The vigilante militias are made up of off-duty police officers and former police officers. They work to expel drug traffickers and other criminals from favelas, known as Brazil’s poorest and roughest neighborhoods, to set up protection rackets themselves. According to Rio De Janeiro’s public security department, 92 favelas are now controlled by militias, up from 42 in April 2005. They take over a new neighborhood at an average of 12 days. Sociologist Ignacio Cano, who works for the Rio de Janeiro State University, said that the root of the phenomenon is a quest by corrupt police officers for more money, against the backdrop of falling drug profits and a drop in bribery. These officers have decided to take direct control of the areas and seek other ways to extract cash from Rio’s poorest, he said. Militias then demand protection money from the neighborhood they have captured: taxing residents five to seven U.S. dollars per head for living in the area; demanding two dollars for each tank of natural gas, the most common source of heat for cooking; and charging local taxis for entering the area.

I fail to see how this is preferable to living in a city with decent state infrastructure.

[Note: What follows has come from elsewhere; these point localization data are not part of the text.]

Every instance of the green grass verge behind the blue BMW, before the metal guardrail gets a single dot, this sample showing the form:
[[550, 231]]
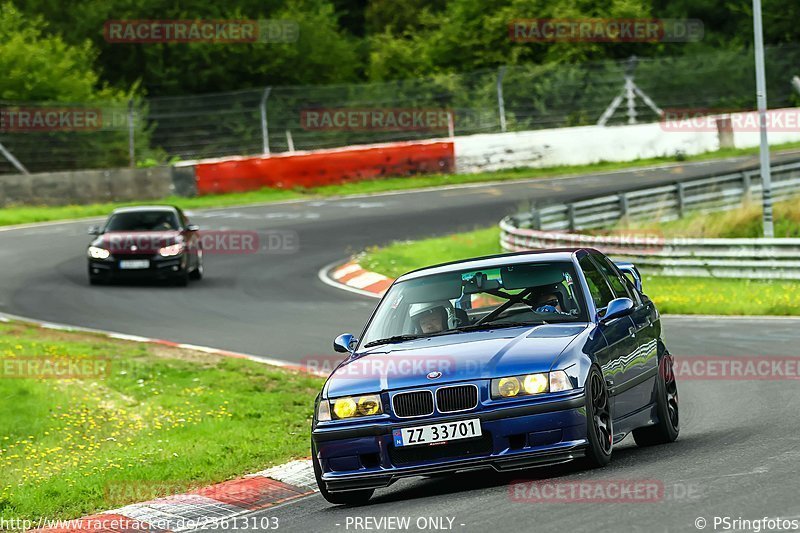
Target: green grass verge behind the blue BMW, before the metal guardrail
[[703, 296]]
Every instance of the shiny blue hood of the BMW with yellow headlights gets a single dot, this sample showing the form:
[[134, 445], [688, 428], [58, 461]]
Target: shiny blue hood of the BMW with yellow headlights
[[461, 356]]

The cost of threading services through informal neighbourhoods is much higher than laying services into undeveloped land (Gordilho, Conder). Municipal authorities – to whom development funds only trickle down in minor quantities – struggle to replace latrines and open sewers with municipal services and to install lighting and staircases to navigate the city’s steep slopes. Drinking water and gas cannisters are delivered by hand (there are no gas mains as far as I can tell, gas is delivered everywhere in cylinders and most apartment buildings do not have gas lines). These services are topped off by the mobile phone network

Rob Shields concludes “Favellas are less alternative “counterspaces” to capitalism and more a product of global flows of capital and neocolonial relations of ruling.” This history is largely missing from the romanticised notions held by Europeans. However, if there’s something positive we can take from the favelas, it is everything that AfroReggae stands for: A participatory culture. Do Anderson Sa and his movement offer us a glimpse of what is possible if we publicly apply our private minds as Habermas wishes us to? Almost certainly. But the means for us are going to be different. In this case, the work of people like Lawrence Lessig and the Creative Commons is going to be instrumental in how we reform our conception of what we can and can’t do with already existing popular culture. Additionally, Peter Levine’s assertion that

Populism is not only about laws and policies, but also a way of representing ourselves. In a populist culture, many people are involved in celebrating, memorializing, and debating their common values and hopes through cultural products such as music, graphic arts, folklore, historical narratives, and videos. The results are diverse but serious; people use the arts to define and address public problems. Today, in my opinion, the biggest obstacle to cultural populism is mass culture (which is popular but not participatory), and the greatest hope lies in collective voluntary work.

The problem for us Greens is that we need to envisage what form this collective voluntary work will take and how we can institute it into the fabric of civil society. Reworking our Intellectual Property schemes along the lines that Lessig proposes in his 23C3 talk seems like a good start for us.